Mohamed Youssouf Ag Ghallas, président du Conseil du Cercle de Gossi Rharous.

 

Pouvez-vous nous dire qui vous êtes ?

 

Je suis Mohamed Youssouf Ag Ghallas, président du Conseil du Cercle de Gossi Rharous. Après plusieurs résistances, j’ai décidé de quitter Gossi (au Mali) pour arriver à Déou (au Burkina) le 11 mars. J’ai été accueilli par les autorités communales et provinciales de Déou et de l’Oudalan. Accueilli, bien installé et enregistré par les organismes internationaux, le HCR et la Croix Rouge. Je viens vous signaler que la situation que nous vivons aujourd’hui au Mali est une situation très confuse parce que les mouvements se multiplient.
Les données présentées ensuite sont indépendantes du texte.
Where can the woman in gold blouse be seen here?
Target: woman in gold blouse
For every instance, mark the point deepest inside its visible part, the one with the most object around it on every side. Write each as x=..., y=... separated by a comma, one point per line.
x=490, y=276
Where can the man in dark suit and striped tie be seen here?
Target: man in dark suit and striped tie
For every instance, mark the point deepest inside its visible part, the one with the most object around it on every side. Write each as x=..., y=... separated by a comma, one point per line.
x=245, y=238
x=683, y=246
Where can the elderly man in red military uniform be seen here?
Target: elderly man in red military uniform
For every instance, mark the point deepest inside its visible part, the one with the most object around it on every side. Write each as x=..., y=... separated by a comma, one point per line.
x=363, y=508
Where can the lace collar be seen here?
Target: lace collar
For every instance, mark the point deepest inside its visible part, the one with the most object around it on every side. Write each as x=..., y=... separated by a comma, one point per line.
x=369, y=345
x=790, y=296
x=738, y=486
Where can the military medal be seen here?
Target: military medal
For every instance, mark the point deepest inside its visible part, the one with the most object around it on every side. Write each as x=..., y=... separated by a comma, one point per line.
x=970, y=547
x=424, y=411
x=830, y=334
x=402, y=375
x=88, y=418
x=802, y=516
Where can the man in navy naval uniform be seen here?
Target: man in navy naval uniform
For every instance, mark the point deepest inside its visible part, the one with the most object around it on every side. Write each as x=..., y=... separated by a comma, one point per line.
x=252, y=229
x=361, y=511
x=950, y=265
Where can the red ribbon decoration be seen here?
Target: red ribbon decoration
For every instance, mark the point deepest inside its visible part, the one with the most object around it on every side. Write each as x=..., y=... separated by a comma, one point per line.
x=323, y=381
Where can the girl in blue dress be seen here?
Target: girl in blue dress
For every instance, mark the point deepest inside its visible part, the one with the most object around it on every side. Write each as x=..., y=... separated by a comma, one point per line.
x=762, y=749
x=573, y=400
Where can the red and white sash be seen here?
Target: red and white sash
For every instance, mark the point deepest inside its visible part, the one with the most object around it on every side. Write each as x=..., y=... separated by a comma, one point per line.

On a commencé avec un seul mouvement de séparation qui est le MNLA. Aujourd’hui, nous avons le MNLA, nous avons le Ançar Adin qui est religieux et deux milices qui sont à la chasse de la population nomade blanche.

 

Et tous ces quatre mouvements revendiquent la séparation ?

 

Non. Le MNLA demande la séparation, le Ançar Adin demande l’application de la Chari-a au Mali et les deux milices combattent la population nomade blanche. Chaque mouvement a son objectif, ce qui crée la confusion. Donc aujourd’hui, nous avons une situation lamentable dans notre pays, c’est ce qui fait que nous sommes obligés de venir nous réfugier au Burkina. Ici nous venons uniquement nous réfugier. Nous sommes à l’écoute de notre Etat hôte et nous suivrons à la lettre les consignes, les conseils et les messages qu’il va nous donner. Pour nous, il nous a déjà tout donné parce qu’il nous a donné un abri de paix. On partage déjà avec les populations ce qu’elles ont, l’eau et tout ce qu’elles ont. Nous sommes dans un site qui s’appelle Dibissi, entre Déou et Gorom, à 15 km de Déou. Nous sommes estimés à 3100 âmes, mais l’afflux des réfugiés continue. Nous sommes les premiers à arriver sur le site (ndlr : le 11 mars), nous étions 1000 et aujourd’hui nous sommes plus de 3000. Nous avons été bien accueillis par les autorités burkinabè avec l’arbitrage du HCR et de la Croix Rouge. C’est pourquoi nous lançons un appel à la communauté internationale pour aider ce pays qui a accepté nous accueillir parce qu’il aura beaucoup de problèmes pour nous entretenir. Nous lançons également un appel au Burkina Faso en tant que pays sage, qui a dans son programme le règlement des conflits, de tout faire pour trouver une issue au problème du Nord Mali, auprès de la rébellion et auprès de l’Etat. Je signale aussi que les populations qui sont arrivées sont venues à bord de véhicules pendant que des populations viennent parfois à dos d’âne ou de chameau, parfois même à pied. Nous avons emprunté huit véhicules pour venir : deux grands camions et six land cruiser. Moi ma propre mère est malade et à chaque trois kilomètres, il fallait s’arrêter.

 

Vous avez semblé dire que vous êtes particulièrement ciblé. Pourquoi vous pensez qu’on vous en veut ?

 

C’est pour plusieurs raisons. D’abord, j’ai un statut d’homme populaire. Donc dans la tête des militaires, je peux faire quelque chose que je refuse de faire. Par exemple que je peux arrêter la guerre alors que je ne l’ai pas fait. On me considère comme quelqu’un qu’il faut supprimer pour que le terrain soit libre.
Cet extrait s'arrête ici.